S&P Global Ratings affirmed Hungary's 'BBB' sovereign rating, but revised the outlook to negative from stable at a scheduled review on Friday, according to a report by state news wire MTI.

"The negative outlook reflects an at least one-in-three chance of a downgrade over the next two years if Hungary's economic or fiscal profile significantly worsens beyond our base case," S&P said.

In its rationale for the revision of the outlook, S&P pointed to risks that external pressures "could significantly weaken Hungary's economic and fiscal outcomes", citing the country's energy supply, especially from Russian sources, and "political tensions" with the European Commission.
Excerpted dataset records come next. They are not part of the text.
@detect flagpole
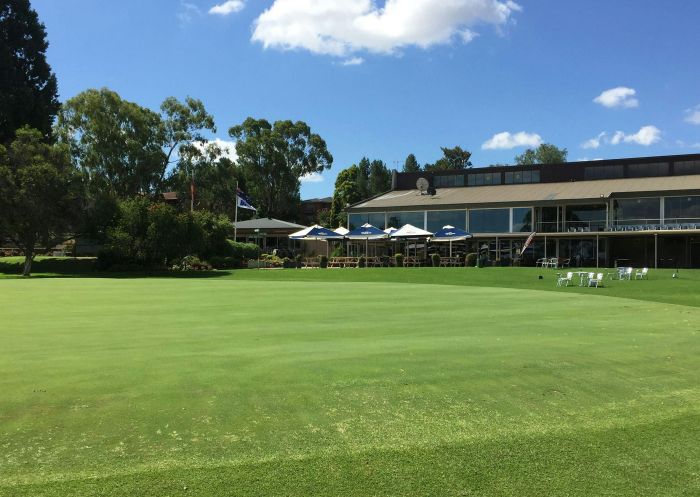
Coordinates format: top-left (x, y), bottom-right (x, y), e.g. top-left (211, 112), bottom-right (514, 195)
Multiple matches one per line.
top-left (233, 180), bottom-right (238, 242)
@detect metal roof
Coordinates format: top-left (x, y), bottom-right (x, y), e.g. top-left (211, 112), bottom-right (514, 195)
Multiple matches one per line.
top-left (348, 175), bottom-right (700, 211)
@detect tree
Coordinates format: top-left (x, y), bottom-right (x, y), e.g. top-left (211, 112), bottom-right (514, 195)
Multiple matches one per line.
top-left (424, 145), bottom-right (472, 171)
top-left (403, 154), bottom-right (420, 173)
top-left (0, 0), bottom-right (59, 144)
top-left (56, 88), bottom-right (167, 198)
top-left (167, 143), bottom-right (246, 219)
top-left (160, 97), bottom-right (216, 184)
top-left (229, 117), bottom-right (333, 219)
top-left (329, 157), bottom-right (391, 227)
top-left (0, 127), bottom-right (81, 276)
top-left (515, 143), bottom-right (569, 166)
top-left (368, 160), bottom-right (391, 197)
top-left (56, 88), bottom-right (216, 198)
top-left (330, 164), bottom-right (364, 227)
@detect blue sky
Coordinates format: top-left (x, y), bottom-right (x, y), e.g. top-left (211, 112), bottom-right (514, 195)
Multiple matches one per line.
top-left (32, 0), bottom-right (700, 198)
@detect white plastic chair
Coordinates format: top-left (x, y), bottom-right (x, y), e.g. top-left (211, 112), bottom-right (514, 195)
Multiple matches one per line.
top-left (557, 273), bottom-right (574, 286)
top-left (588, 273), bottom-right (604, 288)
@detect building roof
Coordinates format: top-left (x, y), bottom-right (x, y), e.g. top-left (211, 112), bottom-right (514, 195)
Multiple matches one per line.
top-left (233, 217), bottom-right (305, 231)
top-left (349, 175), bottom-right (700, 211)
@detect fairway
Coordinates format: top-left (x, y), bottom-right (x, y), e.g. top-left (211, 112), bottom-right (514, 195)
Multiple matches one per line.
top-left (0, 278), bottom-right (700, 497)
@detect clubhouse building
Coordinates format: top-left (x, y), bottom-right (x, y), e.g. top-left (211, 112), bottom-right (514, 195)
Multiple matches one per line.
top-left (347, 154), bottom-right (700, 268)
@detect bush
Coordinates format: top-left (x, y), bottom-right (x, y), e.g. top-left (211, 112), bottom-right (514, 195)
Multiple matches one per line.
top-left (464, 252), bottom-right (478, 267)
top-left (172, 255), bottom-right (211, 271)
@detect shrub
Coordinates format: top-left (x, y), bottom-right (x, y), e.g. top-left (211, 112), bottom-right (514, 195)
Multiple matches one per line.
top-left (464, 252), bottom-right (478, 267)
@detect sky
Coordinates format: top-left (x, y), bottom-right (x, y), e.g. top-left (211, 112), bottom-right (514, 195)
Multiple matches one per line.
top-left (31, 0), bottom-right (700, 198)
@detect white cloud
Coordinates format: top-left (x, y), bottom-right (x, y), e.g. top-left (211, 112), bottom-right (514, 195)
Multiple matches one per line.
top-left (610, 126), bottom-right (661, 147)
top-left (252, 0), bottom-right (521, 57)
top-left (342, 57), bottom-right (365, 66)
top-left (481, 131), bottom-right (542, 150)
top-left (301, 173), bottom-right (323, 183)
top-left (593, 86), bottom-right (639, 109)
top-left (685, 105), bottom-right (700, 124)
top-left (581, 131), bottom-right (607, 149)
top-left (209, 0), bottom-right (245, 16)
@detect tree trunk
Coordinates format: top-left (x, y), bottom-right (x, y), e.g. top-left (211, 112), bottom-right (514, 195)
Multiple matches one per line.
top-left (22, 250), bottom-right (34, 276)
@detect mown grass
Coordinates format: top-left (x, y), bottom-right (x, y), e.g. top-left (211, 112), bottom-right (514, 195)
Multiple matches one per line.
top-left (0, 274), bottom-right (700, 497)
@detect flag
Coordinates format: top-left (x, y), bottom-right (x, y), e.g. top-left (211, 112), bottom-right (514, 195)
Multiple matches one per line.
top-left (236, 188), bottom-right (257, 211)
top-left (520, 231), bottom-right (537, 254)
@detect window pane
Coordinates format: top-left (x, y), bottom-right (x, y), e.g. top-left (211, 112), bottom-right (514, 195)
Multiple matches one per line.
top-left (428, 211), bottom-right (467, 233)
top-left (614, 198), bottom-right (661, 225)
top-left (664, 196), bottom-right (700, 223)
top-left (513, 207), bottom-right (532, 233)
top-left (566, 205), bottom-right (606, 231)
top-left (387, 211), bottom-right (424, 229)
top-left (673, 160), bottom-right (700, 176)
top-left (583, 165), bottom-right (625, 180)
top-left (469, 209), bottom-right (510, 233)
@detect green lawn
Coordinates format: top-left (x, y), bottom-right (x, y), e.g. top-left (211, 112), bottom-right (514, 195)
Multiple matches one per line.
top-left (0, 268), bottom-right (700, 497)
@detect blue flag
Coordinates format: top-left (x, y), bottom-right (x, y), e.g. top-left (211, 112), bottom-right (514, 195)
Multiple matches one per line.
top-left (236, 188), bottom-right (257, 211)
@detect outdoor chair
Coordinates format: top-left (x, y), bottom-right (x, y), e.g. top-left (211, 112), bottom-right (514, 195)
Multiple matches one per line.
top-left (588, 273), bottom-right (603, 288)
top-left (557, 272), bottom-right (574, 286)
top-left (634, 267), bottom-right (649, 280)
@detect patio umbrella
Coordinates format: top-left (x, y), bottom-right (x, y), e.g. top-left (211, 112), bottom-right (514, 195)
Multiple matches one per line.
top-left (289, 224), bottom-right (344, 255)
top-left (345, 224), bottom-right (389, 255)
top-left (391, 224), bottom-right (433, 255)
top-left (430, 224), bottom-right (472, 257)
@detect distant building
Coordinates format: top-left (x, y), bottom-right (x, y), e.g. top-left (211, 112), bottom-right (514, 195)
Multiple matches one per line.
top-left (348, 154), bottom-right (700, 268)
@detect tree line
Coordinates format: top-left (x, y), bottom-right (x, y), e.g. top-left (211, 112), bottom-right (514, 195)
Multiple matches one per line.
top-left (0, 0), bottom-right (333, 274)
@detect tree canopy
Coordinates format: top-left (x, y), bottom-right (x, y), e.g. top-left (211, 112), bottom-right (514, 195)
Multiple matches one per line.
top-left (403, 154), bottom-right (420, 173)
top-left (515, 143), bottom-right (569, 166)
top-left (329, 157), bottom-right (391, 227)
top-left (0, 0), bottom-right (59, 144)
top-left (229, 117), bottom-right (333, 219)
top-left (424, 145), bottom-right (472, 171)
top-left (0, 127), bottom-right (82, 276)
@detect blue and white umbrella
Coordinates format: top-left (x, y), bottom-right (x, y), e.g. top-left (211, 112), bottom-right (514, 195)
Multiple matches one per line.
top-left (289, 224), bottom-right (343, 255)
top-left (430, 224), bottom-right (472, 257)
top-left (345, 224), bottom-right (389, 255)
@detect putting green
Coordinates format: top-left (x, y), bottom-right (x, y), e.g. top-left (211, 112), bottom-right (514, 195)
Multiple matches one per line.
top-left (0, 279), bottom-right (700, 496)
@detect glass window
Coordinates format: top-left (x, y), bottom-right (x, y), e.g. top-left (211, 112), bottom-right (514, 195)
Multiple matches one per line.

S&P acknowledged that downside risks to growth related to energy security exist for many European countries but said they are more elevated for Hungary, considering its "particularly high" energy import dependence and its energy-intensive economy. The rating agency added that it would be "extremely difficult" for Hungary to fully diversify away from Russian energy imports in the near term.

Potential cuts or substantial delays in the transfer of European Union funding to Hungary is another risk to the country's growth outlook, S&P said, noting a delay of the country's Recovery and Resilience Facility (RRF) funding "due to political concerns" and the launch of a Rule of Law Conditionality Mechanism.

"We remain of the opinion that Hungary will ultimately be able to access RRF funds and that cuts from the application of the conditionality mechanism, should any occur, will be largely symbolic in nature," S&P said, also pointing out "the increasing willingness of the Hungarian government to reach compromises with the EC on key policy items over the past weeks".

S&P put Hungary's 2022 GDP growth at around 5.1%, supported by strong domestic demand in the first half, and projected a moderation to about 2% in 2023. An alternative scenario of a sudden stop in gas imports and/or cuts to EU transfers could cause Hungary's open economy to contract in 2023, it added.

The agency said Hungary's long-term growth potential will likely remain constrained by structural challenges, such as public sector predominance in many economic areas, low productivity, an aging and declining working age population, a chronic skills shortage, and labor shortages that could result in continued rapid wage growth.

S&P recognized that the government has "substantially decreased" fiscal deficits in recent months and put the full-year gap at around 5% of GDP for 2022, while projecting a reduction to 3.5-4% in 2023. However, Hungary's state debt relative to GDP will remain one of the highest among its CEE peers at about 68% in 2022, it added.

"Despite the relatively heavy debt burden and rising interest rates domestically and globally, we see no immediate funding pressure. The government has access to a broad array of tested domestic and foreign financing," S&P said.

S&P said it could lower Hungary's rating "if significant delays or substantial cuts to EU funds occur or the supply of energy to the country is meaningfully constrained", which could weaken economic prospects and result in a deviation from the government's current fiscal consolidation strategy.

The outlook on Hungary's rating could be revised back to stable "if external pressures remain manageable, allowing GDP growth to recover and improved fiscal outcomes over our forecast period to 2025", it added.